The politically sensitive surplus hit $31.05 billion in August, up from $28.09 billion in July, customs data showed on Saturday, surpassing the previous record set in June.
Over the first eight months of the year, China’s surplus with its largest export market has risen nearly 15 percent, adding to tensions in the trade relationship between the world’s two largest economies.
China’s annual export growth in August moderated slightly to 9.8 percent, the data showed, the weakest rate since March but only slightly below recent trends.
The number missed analysts’ forecasts that shipments from the world’s largest exporter would rise 10.1 percent, slowing only slightly from 12.2 percent in July.
Even with U.S. tariffs targeting $50 billion of Chinese exports in effect for their first full month in August, China’s exports to the United States still accelerated, growing 13.2 percent from a year earlier from 11.2 percent in July.

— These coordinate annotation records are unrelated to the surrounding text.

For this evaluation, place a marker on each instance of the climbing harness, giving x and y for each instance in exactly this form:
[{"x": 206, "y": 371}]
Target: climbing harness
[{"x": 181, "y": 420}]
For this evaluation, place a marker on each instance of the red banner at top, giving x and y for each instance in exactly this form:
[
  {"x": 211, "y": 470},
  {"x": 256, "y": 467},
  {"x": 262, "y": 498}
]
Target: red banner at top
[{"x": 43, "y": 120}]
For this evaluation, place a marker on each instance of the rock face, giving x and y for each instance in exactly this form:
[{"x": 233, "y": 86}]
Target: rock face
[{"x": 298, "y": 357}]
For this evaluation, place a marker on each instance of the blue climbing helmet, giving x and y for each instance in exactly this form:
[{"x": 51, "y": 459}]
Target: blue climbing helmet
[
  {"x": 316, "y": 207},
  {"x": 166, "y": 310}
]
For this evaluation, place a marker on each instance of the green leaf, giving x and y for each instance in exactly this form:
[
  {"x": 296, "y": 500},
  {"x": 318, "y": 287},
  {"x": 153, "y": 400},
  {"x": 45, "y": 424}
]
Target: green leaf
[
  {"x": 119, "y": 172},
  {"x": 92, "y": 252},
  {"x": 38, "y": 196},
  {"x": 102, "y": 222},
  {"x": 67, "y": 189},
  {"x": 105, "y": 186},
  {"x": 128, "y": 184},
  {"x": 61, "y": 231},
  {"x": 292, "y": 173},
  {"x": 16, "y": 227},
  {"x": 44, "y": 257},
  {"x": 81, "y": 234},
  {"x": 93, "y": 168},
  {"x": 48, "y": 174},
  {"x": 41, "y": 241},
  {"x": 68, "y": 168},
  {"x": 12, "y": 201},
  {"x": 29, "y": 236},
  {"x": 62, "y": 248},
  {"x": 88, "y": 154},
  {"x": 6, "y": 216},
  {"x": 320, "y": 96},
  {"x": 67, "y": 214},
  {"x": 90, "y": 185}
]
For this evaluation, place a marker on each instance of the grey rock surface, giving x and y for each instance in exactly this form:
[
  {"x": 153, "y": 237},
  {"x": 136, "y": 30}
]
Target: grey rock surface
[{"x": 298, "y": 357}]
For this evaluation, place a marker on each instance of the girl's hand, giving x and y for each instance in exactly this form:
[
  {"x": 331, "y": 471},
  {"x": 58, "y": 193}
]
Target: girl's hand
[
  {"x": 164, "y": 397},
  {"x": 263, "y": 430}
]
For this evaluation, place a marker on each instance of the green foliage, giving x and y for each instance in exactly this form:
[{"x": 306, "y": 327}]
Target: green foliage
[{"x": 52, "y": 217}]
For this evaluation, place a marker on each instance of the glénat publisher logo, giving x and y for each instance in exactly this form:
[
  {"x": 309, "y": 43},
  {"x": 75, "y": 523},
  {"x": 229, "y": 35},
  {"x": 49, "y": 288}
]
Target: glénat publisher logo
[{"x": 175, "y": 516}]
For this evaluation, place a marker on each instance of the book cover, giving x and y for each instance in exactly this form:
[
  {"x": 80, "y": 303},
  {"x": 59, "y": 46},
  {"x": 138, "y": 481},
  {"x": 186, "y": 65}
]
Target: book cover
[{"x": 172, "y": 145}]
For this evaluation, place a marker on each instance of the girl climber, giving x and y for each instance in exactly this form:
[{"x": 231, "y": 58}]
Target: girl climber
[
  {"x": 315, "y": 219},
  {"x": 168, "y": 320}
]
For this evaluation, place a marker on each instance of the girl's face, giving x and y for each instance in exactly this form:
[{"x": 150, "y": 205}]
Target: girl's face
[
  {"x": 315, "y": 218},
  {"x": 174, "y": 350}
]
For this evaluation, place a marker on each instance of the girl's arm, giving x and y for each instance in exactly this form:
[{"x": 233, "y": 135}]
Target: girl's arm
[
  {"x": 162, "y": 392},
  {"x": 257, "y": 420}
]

“There is still an impact from front-loading of exports, but the main reason (for still-solid export growth) is strong growth in the U.S. economy,” said Zhang Yi, an economist at Zhonghai Shengrong Capital Management.

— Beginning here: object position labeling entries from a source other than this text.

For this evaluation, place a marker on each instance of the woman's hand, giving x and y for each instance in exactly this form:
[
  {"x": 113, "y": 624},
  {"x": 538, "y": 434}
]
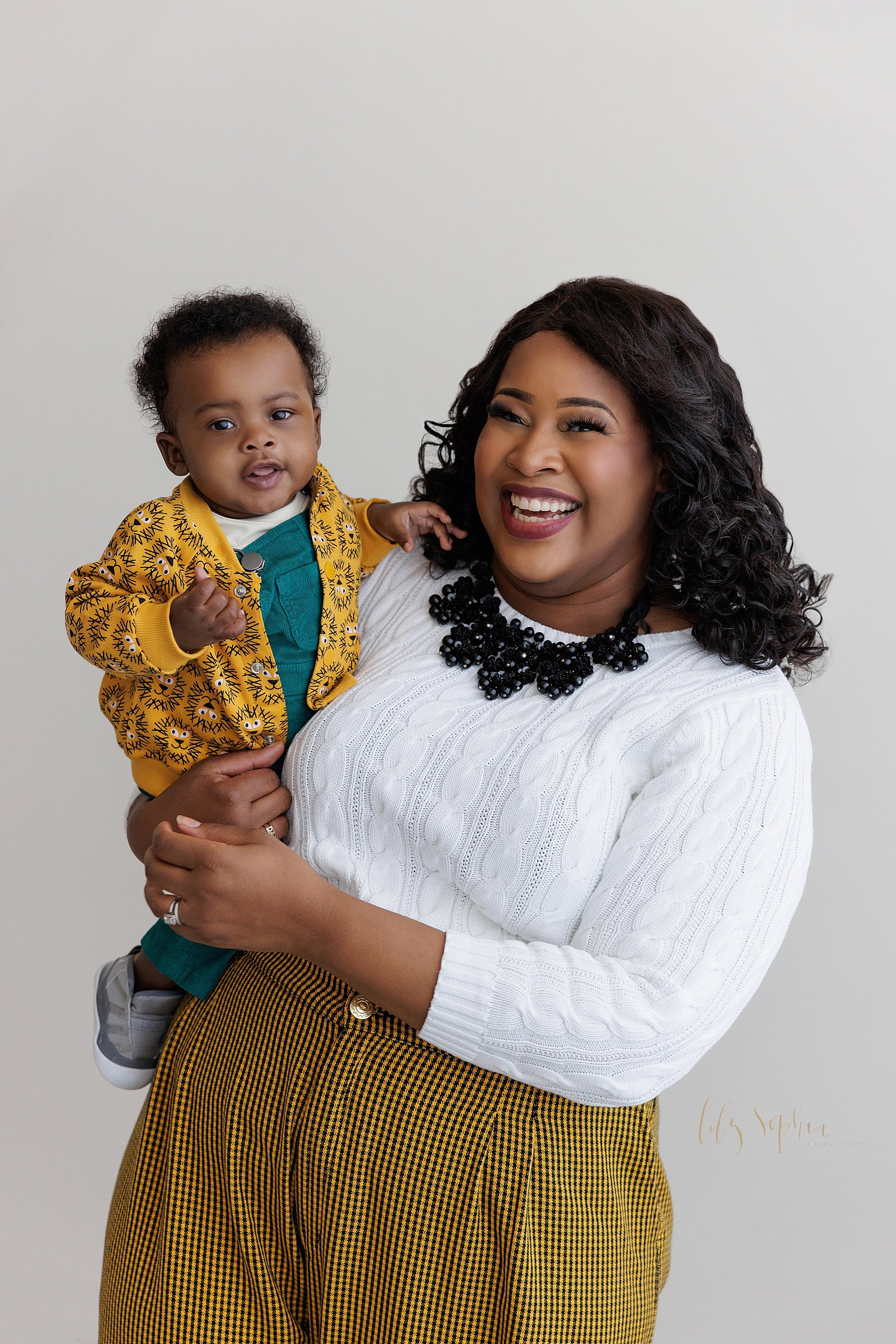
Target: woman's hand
[
  {"x": 238, "y": 887},
  {"x": 242, "y": 889},
  {"x": 237, "y": 789}
]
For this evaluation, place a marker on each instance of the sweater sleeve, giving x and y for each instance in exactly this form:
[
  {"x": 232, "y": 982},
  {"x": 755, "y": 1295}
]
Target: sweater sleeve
[
  {"x": 117, "y": 616},
  {"x": 689, "y": 910},
  {"x": 374, "y": 548}
]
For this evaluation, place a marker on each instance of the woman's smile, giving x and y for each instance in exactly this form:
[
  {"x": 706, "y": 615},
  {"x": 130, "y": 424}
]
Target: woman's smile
[{"x": 535, "y": 511}]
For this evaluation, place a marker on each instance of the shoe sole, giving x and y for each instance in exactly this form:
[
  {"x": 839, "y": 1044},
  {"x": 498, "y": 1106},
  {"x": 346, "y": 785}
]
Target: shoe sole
[{"x": 128, "y": 1080}]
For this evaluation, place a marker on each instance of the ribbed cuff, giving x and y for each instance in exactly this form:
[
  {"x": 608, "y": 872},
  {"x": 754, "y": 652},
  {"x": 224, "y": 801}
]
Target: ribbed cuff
[
  {"x": 374, "y": 548},
  {"x": 156, "y": 640},
  {"x": 462, "y": 999}
]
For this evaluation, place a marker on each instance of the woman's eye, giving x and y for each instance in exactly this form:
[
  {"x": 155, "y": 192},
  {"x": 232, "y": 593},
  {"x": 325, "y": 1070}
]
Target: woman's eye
[
  {"x": 583, "y": 424},
  {"x": 497, "y": 411}
]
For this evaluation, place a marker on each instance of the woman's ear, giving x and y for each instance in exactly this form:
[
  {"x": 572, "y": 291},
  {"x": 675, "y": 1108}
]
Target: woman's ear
[{"x": 172, "y": 454}]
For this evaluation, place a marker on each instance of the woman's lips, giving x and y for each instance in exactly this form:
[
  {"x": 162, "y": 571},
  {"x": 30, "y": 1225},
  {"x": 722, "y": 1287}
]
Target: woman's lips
[
  {"x": 530, "y": 523},
  {"x": 264, "y": 476}
]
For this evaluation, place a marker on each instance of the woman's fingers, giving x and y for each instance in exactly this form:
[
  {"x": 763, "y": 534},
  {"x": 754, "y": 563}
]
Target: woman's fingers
[
  {"x": 164, "y": 881},
  {"x": 213, "y": 832}
]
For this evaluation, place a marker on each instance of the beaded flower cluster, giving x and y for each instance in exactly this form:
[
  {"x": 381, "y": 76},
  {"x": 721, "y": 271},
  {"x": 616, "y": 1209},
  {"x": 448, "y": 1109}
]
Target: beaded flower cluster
[{"x": 512, "y": 655}]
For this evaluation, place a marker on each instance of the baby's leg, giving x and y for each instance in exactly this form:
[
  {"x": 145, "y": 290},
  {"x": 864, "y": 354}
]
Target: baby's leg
[{"x": 147, "y": 976}]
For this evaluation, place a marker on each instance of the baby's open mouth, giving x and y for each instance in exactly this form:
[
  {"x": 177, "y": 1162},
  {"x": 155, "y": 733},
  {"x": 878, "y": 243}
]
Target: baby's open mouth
[{"x": 264, "y": 475}]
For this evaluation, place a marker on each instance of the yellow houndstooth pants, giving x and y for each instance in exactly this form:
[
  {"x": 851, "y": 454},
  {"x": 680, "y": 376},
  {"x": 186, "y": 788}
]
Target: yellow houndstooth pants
[{"x": 302, "y": 1174}]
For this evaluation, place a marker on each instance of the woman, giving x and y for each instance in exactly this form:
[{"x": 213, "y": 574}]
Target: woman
[{"x": 517, "y": 905}]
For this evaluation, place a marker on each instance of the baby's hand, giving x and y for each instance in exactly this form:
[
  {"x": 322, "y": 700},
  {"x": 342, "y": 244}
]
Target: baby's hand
[
  {"x": 404, "y": 522},
  {"x": 205, "y": 615}
]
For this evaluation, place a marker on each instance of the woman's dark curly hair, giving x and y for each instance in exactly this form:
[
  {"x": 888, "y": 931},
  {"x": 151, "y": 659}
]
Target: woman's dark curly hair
[
  {"x": 220, "y": 318},
  {"x": 720, "y": 550}
]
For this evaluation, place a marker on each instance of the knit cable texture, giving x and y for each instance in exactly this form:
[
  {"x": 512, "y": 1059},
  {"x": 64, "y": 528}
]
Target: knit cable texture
[{"x": 614, "y": 871}]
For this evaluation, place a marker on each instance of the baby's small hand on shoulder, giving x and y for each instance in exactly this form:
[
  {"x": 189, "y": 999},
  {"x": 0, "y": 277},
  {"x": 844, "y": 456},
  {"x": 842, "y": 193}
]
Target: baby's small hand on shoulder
[
  {"x": 405, "y": 522},
  {"x": 205, "y": 615}
]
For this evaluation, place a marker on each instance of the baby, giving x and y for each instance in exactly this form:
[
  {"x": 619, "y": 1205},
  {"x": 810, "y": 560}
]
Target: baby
[{"x": 225, "y": 615}]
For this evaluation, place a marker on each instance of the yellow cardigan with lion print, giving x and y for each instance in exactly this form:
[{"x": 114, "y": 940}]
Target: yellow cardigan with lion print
[{"x": 172, "y": 709}]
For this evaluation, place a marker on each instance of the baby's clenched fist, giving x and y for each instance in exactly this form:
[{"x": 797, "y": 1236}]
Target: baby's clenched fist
[{"x": 205, "y": 615}]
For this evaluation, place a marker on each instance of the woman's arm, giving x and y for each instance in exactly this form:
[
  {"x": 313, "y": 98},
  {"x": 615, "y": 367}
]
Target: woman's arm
[
  {"x": 677, "y": 934},
  {"x": 241, "y": 889},
  {"x": 237, "y": 789}
]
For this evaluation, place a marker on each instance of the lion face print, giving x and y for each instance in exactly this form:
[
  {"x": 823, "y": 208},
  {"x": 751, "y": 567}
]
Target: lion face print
[{"x": 175, "y": 737}]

Zhang said the impact from U.S. tariffs on China’s exports would likely be limited over the next few months.
China’s imports from the United States grew only 2.7 percent in August, a slowdown from 11.1 percent in July.

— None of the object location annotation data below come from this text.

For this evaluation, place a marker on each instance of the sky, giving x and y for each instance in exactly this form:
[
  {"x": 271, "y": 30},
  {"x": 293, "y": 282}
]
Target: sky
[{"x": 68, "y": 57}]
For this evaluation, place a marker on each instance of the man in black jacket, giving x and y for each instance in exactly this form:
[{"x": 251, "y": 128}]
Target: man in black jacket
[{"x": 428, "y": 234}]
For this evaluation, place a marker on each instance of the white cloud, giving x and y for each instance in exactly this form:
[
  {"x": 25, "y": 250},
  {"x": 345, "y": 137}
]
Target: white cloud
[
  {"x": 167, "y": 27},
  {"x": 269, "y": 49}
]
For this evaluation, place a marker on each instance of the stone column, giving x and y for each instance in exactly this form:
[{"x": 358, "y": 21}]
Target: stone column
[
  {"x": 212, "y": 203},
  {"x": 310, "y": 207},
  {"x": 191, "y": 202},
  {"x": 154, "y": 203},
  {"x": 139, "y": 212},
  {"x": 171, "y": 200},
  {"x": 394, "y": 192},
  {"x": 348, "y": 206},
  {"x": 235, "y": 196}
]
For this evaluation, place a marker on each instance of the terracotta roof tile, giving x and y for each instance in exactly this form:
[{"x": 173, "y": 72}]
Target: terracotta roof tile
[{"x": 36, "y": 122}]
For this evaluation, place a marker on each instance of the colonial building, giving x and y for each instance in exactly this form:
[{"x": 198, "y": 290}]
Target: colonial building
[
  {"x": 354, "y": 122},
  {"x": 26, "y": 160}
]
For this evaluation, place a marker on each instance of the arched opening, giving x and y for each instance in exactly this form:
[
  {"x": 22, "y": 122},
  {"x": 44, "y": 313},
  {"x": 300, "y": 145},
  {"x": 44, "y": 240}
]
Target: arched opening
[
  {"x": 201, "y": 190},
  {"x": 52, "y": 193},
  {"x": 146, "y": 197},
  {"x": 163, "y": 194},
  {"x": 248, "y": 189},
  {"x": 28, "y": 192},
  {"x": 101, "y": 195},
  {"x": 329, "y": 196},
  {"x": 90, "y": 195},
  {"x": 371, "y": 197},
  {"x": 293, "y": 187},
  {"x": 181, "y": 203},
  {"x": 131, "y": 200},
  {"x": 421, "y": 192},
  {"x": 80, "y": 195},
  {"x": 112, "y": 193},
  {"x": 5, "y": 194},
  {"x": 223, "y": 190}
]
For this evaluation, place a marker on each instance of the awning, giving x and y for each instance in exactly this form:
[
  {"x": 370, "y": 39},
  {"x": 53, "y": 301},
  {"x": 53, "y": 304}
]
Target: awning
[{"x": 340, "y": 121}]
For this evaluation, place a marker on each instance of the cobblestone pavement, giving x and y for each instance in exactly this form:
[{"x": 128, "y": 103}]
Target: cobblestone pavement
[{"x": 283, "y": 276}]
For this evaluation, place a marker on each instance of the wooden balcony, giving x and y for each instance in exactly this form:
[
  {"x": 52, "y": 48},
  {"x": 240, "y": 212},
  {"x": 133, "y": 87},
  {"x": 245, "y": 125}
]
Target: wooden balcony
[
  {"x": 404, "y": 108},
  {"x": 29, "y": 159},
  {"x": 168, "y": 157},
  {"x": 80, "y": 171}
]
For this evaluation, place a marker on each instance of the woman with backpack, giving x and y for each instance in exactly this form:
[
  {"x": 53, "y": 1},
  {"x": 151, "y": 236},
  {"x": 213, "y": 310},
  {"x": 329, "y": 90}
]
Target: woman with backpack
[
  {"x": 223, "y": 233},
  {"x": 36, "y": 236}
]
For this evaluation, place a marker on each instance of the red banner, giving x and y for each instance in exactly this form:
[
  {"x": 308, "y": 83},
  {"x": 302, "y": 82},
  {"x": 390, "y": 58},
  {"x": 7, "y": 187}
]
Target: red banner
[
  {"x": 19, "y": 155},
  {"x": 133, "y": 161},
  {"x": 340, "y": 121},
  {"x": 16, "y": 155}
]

The world’s largest trading nation got off to a strong start this year, but its economic outlook is being clouded by the rapidly escalating U.S. trade dispute and cooling domestic demand.
Trump upped the ante on Friday, warning he was ready to slap tariffs on nearly all Chinese imports to the United States, threatening duties on another $267 billion of goods on top of $200 billion in imports primed for levies in coming days.
Washington has long criticized China’s huge trade surplus with the United States and has demanded Beijing reduce it. Still, disagreements between the two major economic powers run deeper than just the trade balance and tensions remain over limits on U.S. firms’ access to Chinese markets, intellectual property protection, technology transfers and investment.
Imports, a key gauge of the strength of China’s domestic demand, grew 20 percent, beating forecasts. Analysts had expected growth of 18.7 percent, slowing from July’s surprisingly high 27.3 percent.
That resulted in China posting a smaller overall trade surplus of $27.91 billion for the month. Analysts had expected the surplus would rise to $31.79 billion from $28.05 billion in July.
The surplus with the United States was larger than China’s net surplus for the month, indicating China would be running a deficit if trade with the world’s largest economy was excluded.